„Minivan? SUV? … What follows?“

Zwei Wochen lang beschäftigten sich die Schülerinnen und Schüler der Klasse 2 BFS 1 3D intensiv mit professionellem Claymodelling. Im Rahmen des Ford-Workshops entwickelten sie eigene Fahrzeugkonzepte und setzten diese anschließend als Claymodelle im Maßstab 1:7 um.

Geleitet wurde der Workshop von Olaf Riedel, der 2012 selbst seinen Abschluss an unserer Schule gemacht hat und heute im Designbereich von Ford tätig ist. Mit großer Ruhe, Geduld und Professionalität begleitete er die Schülerinnen und Schüler durch den gesamten Gestaltungsprozess. Dabei wurde erneut deutlich, wie stark ein praxisnaher Workshop die fachliche und gestalterische Entwicklung der Jugendlichen beschleunigen kann.

Die Aufgabenstellung lautete:

„Minivan. SUV. What follows? – Show us the next big movement in the automotive industry!“

In den 1980er-Jahren prägten Stufenhecklimousinen das Straßenbild, später folgten Kombis und heute dominieren SUVs. Doch welche Fahrzeugart kommt als Nächstes?

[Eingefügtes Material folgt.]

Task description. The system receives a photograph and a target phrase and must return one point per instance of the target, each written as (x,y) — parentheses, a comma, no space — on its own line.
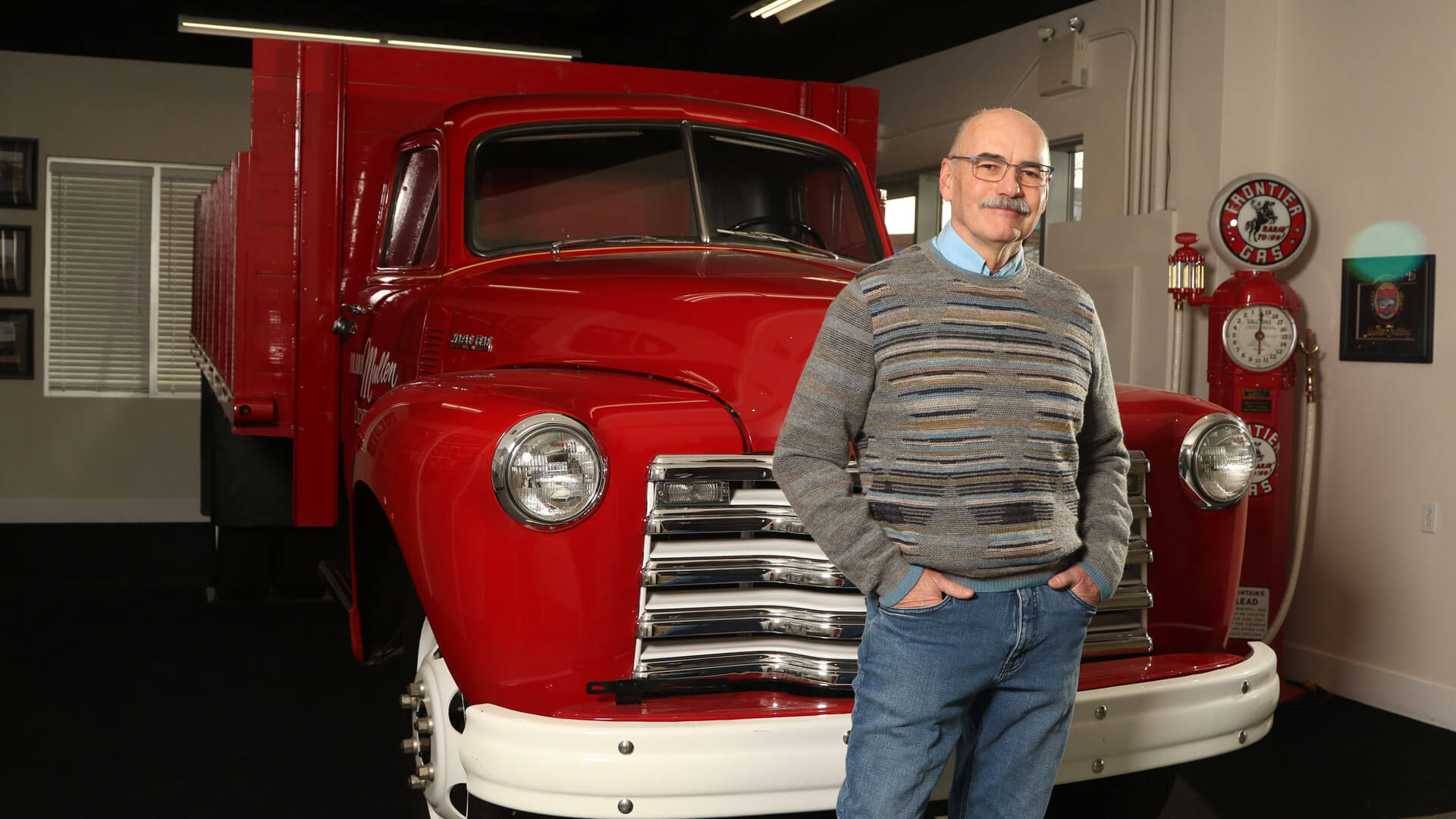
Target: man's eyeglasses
(992,169)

Die Schülerinnen und Schüler sollten sich als zukünftige Autokundinnen und Autokunden überlegen, welche Anforderungen sie an ein Fahrzeug haben und welche Mobilitätskonzepte künftig gefragt sein könnten. Dabei mussten die Entwürfe nicht vollständig futuristisch sein. Auch die Neuinterpretation einer Limousine, eines Coupés oder einer anderen klassischen Fahrzeugform war möglich.

Wichtige Voraussetzungen waren vier Räder sowie realistische und zum Konzept passende Fahrzeugproportionen. Länge, Breite, Höhe und Radstand mussten im Maßstab 1:7 schlüssig umgesetzt werden. Eine Orientierung an der vielseitigen Ford-Designsprache war erwünscht, gleichzeitig sollten eigenständige und innovative Fahrzeugkonzepte entstehen.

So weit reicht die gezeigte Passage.